What Are Fertility Tests?

A fertility test is a procedure or test which assesses the ability of a woman to have a baby. There are also fertility tests for men, but we will limit the scope of this article to women. There are a range of female tests available; some are simple to perform like peeing on a stick in the comfort of your own bathroom while others are invasive and involve diagnostic surgery under general anesthesia. Most women start at level one, with simple tests and if there is a problem diagnosing the cause, more complex tests can then be ordered.

Related Articles
All about female infertility and all about male infertility.
For more specially about men, see male fertility tests.

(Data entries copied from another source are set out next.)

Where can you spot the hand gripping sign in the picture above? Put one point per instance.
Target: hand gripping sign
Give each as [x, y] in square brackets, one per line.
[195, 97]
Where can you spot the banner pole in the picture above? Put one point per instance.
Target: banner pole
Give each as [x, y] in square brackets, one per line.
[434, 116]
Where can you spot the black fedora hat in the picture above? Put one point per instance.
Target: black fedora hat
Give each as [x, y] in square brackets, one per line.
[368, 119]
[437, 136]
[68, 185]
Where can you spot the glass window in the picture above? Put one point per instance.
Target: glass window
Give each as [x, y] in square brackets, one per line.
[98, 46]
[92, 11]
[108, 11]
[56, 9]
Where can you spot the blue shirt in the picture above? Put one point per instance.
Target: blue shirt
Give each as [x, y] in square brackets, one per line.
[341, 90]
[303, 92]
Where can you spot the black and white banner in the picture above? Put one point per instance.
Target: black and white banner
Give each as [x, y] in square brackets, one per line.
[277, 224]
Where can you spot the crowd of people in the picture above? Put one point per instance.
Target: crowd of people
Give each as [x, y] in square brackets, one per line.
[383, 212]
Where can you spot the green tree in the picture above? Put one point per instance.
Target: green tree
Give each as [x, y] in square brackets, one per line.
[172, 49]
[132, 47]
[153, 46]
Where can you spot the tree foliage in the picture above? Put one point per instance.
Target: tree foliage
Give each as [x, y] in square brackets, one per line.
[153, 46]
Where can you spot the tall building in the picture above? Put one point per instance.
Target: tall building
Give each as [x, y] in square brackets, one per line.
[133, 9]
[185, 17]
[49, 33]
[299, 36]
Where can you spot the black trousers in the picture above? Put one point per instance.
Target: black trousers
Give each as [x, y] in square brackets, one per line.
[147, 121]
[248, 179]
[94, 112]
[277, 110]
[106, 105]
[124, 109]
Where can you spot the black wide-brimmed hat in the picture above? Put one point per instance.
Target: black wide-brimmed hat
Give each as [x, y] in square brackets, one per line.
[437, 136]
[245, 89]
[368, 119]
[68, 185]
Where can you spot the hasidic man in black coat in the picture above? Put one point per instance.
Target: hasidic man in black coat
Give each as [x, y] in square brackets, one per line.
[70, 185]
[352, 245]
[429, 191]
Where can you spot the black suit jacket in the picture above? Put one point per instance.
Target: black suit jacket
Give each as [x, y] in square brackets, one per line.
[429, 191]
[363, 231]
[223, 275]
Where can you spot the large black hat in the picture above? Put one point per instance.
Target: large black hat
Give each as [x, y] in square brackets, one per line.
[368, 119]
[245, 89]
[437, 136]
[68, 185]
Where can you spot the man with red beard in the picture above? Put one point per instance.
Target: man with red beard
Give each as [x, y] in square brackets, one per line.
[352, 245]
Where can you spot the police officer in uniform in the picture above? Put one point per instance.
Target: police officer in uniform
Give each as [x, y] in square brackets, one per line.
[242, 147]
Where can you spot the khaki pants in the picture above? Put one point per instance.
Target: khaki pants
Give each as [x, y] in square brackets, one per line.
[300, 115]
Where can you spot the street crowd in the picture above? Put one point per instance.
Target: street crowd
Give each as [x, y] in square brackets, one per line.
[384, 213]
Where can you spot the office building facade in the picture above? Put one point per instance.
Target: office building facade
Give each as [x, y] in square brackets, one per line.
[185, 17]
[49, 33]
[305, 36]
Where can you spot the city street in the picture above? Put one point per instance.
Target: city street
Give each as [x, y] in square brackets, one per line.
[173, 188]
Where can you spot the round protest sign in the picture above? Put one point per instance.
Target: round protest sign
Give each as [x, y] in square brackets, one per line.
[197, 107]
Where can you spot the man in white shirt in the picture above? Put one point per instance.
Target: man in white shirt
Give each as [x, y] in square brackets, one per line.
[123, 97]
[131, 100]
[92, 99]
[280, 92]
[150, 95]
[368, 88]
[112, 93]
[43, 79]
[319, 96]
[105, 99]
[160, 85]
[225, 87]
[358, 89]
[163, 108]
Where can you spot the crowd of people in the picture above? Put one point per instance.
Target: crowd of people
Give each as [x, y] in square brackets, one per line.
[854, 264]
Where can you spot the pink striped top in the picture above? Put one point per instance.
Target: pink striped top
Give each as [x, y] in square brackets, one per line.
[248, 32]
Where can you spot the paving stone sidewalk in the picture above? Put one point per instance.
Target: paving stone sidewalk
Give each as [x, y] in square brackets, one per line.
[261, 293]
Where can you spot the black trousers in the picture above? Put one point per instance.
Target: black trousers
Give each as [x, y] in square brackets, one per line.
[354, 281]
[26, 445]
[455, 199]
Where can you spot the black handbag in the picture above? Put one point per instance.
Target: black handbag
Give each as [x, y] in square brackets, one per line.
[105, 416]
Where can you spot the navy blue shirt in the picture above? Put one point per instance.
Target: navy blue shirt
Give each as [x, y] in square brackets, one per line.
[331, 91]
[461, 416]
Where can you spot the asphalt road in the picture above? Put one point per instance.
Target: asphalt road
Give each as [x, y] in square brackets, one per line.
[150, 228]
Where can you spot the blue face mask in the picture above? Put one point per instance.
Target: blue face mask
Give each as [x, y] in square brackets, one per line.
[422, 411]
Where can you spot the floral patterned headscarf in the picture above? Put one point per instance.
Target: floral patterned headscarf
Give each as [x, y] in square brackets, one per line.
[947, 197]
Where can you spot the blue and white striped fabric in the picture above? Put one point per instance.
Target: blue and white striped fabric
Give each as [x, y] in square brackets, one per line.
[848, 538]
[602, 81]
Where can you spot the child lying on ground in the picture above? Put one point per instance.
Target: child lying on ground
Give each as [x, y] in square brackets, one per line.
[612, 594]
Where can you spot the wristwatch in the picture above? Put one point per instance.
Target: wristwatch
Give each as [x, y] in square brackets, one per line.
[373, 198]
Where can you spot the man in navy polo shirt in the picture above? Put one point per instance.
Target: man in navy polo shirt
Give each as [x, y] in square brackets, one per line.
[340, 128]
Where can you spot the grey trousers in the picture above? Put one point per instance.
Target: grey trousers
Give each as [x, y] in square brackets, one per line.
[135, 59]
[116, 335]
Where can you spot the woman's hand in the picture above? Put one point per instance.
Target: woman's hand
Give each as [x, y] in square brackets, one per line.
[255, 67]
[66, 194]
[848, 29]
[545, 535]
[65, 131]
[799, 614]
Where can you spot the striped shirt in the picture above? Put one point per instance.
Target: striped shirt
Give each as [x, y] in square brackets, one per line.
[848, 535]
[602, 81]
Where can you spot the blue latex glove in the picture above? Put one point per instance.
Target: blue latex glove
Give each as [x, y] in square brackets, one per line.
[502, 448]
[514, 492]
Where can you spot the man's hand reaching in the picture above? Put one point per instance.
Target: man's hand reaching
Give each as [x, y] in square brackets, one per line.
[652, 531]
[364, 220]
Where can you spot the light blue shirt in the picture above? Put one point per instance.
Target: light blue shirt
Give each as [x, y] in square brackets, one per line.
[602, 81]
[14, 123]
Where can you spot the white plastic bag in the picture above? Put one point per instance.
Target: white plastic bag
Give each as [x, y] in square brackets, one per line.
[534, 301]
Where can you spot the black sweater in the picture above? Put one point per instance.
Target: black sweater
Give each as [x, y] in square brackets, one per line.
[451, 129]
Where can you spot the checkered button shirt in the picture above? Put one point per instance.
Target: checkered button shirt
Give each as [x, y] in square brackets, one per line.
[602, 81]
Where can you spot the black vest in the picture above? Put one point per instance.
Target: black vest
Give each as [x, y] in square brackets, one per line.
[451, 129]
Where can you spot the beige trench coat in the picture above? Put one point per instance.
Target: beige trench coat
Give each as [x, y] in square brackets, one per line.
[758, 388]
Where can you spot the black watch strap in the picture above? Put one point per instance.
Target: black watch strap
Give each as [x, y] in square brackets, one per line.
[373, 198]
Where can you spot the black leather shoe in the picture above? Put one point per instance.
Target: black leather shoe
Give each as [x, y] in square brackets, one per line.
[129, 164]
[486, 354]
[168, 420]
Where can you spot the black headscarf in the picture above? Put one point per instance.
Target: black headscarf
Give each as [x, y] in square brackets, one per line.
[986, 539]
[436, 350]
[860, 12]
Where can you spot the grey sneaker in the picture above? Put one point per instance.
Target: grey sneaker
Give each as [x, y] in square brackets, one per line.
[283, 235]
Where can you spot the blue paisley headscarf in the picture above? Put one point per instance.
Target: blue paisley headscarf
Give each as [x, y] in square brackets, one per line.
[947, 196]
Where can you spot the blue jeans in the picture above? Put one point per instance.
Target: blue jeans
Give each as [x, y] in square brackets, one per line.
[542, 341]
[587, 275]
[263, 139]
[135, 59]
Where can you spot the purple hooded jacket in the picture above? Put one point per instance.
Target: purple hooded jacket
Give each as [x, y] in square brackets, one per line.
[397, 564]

What Are Home Fertility Tests?

These are over-the-counter tests you can buy in any pharmacy. They can be taken at home to gauge your fertility potential. Most women start with these tests; in fact their doctor may recommend it to help pinpoint their ovulation (indicating their most fertile days). Popular home tests include:

Ovulation Prediction Kit (OPK)
An OPK is used to detect luteinizing hormones (LH) levels, higher levels generally confirm you are ovulating. It may also be used to pinpoint the exact day you ovulate so that you can plan to have sex with your partner on that day. You normally have a 12 to 24 hour window to fertilize a released egg before it dies. It is also recommended to have sex regularly for a few days before ovulation because the quality of the sperm tends to be better if the man has had a little 'practice'. Another useful home test is one that measures follicle stimulating hormone (FSH) levels. This type of test also lets you know whether or not you are ovulating (one popular brand is First Response Fertility Test for Women). This information is particularly useful for women with polycystic ovary syndrome (PCOS) or irregular periods who may not know if they are ovulating.

Fertility Monitors
If you want to go higher tech you can buy a fertility monitor which is a small device that stores data about your menstrual cycle and tells you when you are going to ovulate (cost about $100-$200). Examples include Clearblue Fertility Monitor, Persona Monitor and Cyclotest Temperature Fertility Monitor.

Basal Body Temperature
If you want to go low-tech, you can use the old fashioned method of recording your basal body temperature (BBT). This is the lowest temperature your body reaches within a 24 hour period. You pop a basal thermometer into your mouth first thing in the morning before getting out of bed and record your temperature. Several studies show that most women ovulate after their temperature has risen, so by tracking your temperature, you know when to have sex. Finally you may choose to monitor changes in your cervical mucus. Before ovulation it tends to be thick and cloudy but in the days approaching ovulation it becomes thinner, transparent and slippery.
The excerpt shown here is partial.